The timing on this proposal couldn’t be worse. Consumer confidence in the economy is still low, with most consumers believing that there will be a recession within the next year. Interest rates are still very high and while inflation is back down to around 3.1% year-over-year, consumers are still reeling from price increases as a result of last year’s 7-8% inflation rates.

Opponents of the Basel III Endgame regulations are leveraging this public sentiment to generate significant opposition to the rule through a robust lobbying and public affairs campaign. While regulators have the recent failures of SVB and First Republic on their side, it’s highly unlikely that the regulations could have saved either bank, and opponents are quick to point that out.

During the hearing, Chairman Sherrod Brown, a Democrat, asked the CEOs whether they would be unable to meet the capital requirements of Basel III through a show of hands, to which not a single CEO raised their hand. He concluded based on this that clearly banks are capable of meeting the requirements, that they are not onerous, and that banks are just trying to protect their bottom line.

Later on, after calling out how one-sided it is to ask witnesses to answer questions with just the raising of a hand, Senator Rounds (R-SD) asked the CEOs to do the same to his series of questions. He asked whether the proposed Basel III regulations could negatively impact: first time homebuyers, those saving for retirement, farmers and ranchers, and small business owners. In each instance, the witnesses all raised their hands. Of course, none of those answers really meant anything either, as each question was posed as a ‘could’.

All-in-all, pretty typical for a hearing on Capitol Hill.

Next year officially marks the beginning of the 2024 Presidential elections at a time when Democrats are on defense on economic issues. Given all of this, it is hard to see the Basel III Endgame regulations implemented in the same form in which they were proposed earlier this year. Even if they are, we probably won’t see the economic impacts of the new regulations for several years, as the proposed regulations already include a 3-year phased implementation schedule.

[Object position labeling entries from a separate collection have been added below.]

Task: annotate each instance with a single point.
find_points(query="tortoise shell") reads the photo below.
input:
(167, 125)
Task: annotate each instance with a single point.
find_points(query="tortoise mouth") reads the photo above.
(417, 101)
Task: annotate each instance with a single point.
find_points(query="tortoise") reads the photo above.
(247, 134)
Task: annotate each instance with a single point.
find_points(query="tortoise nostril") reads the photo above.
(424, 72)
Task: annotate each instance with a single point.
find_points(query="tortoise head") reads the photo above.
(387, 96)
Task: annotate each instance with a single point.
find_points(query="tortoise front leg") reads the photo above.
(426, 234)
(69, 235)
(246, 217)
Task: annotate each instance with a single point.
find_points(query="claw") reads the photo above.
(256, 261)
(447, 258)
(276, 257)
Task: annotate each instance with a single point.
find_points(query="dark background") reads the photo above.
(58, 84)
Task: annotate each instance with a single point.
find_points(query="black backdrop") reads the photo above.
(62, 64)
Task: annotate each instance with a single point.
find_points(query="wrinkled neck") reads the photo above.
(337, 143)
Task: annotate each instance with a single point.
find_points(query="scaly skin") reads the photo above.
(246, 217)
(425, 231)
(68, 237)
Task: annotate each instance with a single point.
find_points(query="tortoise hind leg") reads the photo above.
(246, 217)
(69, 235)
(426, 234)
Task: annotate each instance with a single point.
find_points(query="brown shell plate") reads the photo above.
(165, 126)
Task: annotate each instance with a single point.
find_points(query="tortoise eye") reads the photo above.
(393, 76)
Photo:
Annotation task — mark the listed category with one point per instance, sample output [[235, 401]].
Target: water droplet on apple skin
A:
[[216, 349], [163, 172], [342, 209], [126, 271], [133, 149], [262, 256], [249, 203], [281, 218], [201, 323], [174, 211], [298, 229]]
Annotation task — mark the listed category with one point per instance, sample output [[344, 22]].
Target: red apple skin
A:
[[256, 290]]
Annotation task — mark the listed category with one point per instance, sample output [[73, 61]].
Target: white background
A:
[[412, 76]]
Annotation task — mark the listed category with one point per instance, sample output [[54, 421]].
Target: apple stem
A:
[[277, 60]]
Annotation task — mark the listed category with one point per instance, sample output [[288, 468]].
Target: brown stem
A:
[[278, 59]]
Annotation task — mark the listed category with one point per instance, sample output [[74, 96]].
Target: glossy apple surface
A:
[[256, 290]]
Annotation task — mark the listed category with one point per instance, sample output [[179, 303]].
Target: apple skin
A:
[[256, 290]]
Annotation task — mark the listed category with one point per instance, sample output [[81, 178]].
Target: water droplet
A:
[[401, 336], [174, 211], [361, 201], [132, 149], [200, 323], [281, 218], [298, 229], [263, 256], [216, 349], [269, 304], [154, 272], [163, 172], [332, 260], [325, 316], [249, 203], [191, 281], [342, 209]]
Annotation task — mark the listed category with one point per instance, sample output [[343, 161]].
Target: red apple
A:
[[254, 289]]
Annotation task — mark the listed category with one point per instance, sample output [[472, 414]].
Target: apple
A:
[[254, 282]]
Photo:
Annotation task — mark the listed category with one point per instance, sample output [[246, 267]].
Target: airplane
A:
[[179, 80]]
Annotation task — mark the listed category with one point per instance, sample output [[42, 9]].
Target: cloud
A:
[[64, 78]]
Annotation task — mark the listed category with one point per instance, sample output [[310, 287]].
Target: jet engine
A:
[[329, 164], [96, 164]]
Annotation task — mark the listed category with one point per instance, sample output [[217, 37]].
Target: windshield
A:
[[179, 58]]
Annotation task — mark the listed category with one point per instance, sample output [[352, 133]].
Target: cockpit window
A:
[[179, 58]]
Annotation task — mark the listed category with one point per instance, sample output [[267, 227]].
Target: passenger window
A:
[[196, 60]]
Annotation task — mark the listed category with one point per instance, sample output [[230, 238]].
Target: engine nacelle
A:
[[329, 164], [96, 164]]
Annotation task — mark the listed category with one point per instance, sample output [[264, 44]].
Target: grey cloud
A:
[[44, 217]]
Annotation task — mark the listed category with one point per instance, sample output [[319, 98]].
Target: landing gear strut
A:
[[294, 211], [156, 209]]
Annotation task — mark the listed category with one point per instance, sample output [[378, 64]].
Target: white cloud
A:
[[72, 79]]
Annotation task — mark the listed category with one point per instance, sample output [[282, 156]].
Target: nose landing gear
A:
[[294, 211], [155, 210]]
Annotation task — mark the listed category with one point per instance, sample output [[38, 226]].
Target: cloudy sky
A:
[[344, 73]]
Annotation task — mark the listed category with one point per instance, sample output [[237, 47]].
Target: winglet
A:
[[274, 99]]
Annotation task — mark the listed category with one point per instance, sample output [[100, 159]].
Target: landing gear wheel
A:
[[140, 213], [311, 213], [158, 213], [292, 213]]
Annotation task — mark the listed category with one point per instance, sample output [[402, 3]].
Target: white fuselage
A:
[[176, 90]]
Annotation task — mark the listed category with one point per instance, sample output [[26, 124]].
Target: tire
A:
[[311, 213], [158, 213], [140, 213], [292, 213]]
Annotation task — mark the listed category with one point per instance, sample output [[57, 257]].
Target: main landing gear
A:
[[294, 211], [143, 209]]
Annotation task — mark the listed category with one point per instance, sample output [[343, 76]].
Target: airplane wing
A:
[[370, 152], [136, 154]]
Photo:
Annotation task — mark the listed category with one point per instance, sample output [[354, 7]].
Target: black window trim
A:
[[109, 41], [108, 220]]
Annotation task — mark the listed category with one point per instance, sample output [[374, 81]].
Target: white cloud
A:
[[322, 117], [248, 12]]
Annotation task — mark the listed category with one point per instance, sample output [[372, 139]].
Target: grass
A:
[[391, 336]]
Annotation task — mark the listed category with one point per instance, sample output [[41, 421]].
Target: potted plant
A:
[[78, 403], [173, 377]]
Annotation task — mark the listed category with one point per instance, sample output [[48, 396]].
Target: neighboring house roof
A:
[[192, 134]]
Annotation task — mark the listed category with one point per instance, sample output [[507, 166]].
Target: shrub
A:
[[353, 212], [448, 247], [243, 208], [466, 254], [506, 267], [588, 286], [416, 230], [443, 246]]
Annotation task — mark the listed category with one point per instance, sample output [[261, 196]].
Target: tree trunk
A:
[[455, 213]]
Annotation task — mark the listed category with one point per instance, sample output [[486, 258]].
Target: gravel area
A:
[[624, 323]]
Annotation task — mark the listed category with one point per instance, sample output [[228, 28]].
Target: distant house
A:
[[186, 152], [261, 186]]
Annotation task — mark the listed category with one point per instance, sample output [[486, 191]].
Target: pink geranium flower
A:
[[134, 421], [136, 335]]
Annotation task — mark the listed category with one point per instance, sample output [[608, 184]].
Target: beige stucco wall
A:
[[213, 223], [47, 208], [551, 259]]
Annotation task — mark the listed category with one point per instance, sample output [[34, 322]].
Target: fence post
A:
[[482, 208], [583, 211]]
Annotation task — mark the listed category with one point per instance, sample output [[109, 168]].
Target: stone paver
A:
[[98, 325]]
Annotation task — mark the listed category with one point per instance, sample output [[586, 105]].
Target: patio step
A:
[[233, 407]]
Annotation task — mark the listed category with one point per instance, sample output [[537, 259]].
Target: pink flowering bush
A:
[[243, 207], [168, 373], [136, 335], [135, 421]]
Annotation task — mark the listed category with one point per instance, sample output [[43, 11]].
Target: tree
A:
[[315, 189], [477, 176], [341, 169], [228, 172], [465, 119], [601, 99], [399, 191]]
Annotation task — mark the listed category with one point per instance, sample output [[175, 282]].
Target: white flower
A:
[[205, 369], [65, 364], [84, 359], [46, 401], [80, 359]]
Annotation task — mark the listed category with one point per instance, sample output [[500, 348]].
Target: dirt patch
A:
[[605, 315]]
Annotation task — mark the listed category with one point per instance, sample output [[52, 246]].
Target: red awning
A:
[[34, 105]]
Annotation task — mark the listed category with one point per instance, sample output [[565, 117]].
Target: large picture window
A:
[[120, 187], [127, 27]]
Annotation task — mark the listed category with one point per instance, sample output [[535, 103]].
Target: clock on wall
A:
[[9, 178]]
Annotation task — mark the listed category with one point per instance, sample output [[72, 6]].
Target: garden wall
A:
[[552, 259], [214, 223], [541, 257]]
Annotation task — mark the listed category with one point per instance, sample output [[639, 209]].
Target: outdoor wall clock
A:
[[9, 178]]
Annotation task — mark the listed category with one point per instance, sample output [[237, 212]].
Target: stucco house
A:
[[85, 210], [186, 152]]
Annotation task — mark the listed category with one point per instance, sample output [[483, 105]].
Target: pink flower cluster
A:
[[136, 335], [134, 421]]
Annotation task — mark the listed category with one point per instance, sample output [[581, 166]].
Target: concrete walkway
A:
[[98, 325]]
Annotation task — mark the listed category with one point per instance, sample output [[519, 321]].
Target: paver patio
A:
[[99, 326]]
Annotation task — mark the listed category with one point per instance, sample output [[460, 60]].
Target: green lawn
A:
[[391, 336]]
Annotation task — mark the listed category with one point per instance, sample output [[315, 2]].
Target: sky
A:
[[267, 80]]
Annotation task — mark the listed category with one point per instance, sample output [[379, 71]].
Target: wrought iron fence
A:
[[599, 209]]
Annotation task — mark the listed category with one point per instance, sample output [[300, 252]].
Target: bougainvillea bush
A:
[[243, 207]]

In closing, while we wait for the chips to fall, despite rhetoric on both sides, it is hard to see any immediate or even short-term impacts of the new regulations within the next year or two. Where the impacts may be felt are in the event of a recession several years down the line and banks find themselves less well capitalized leading to consumers and small businesses seeing their lending products eliminated or more expensive as a result.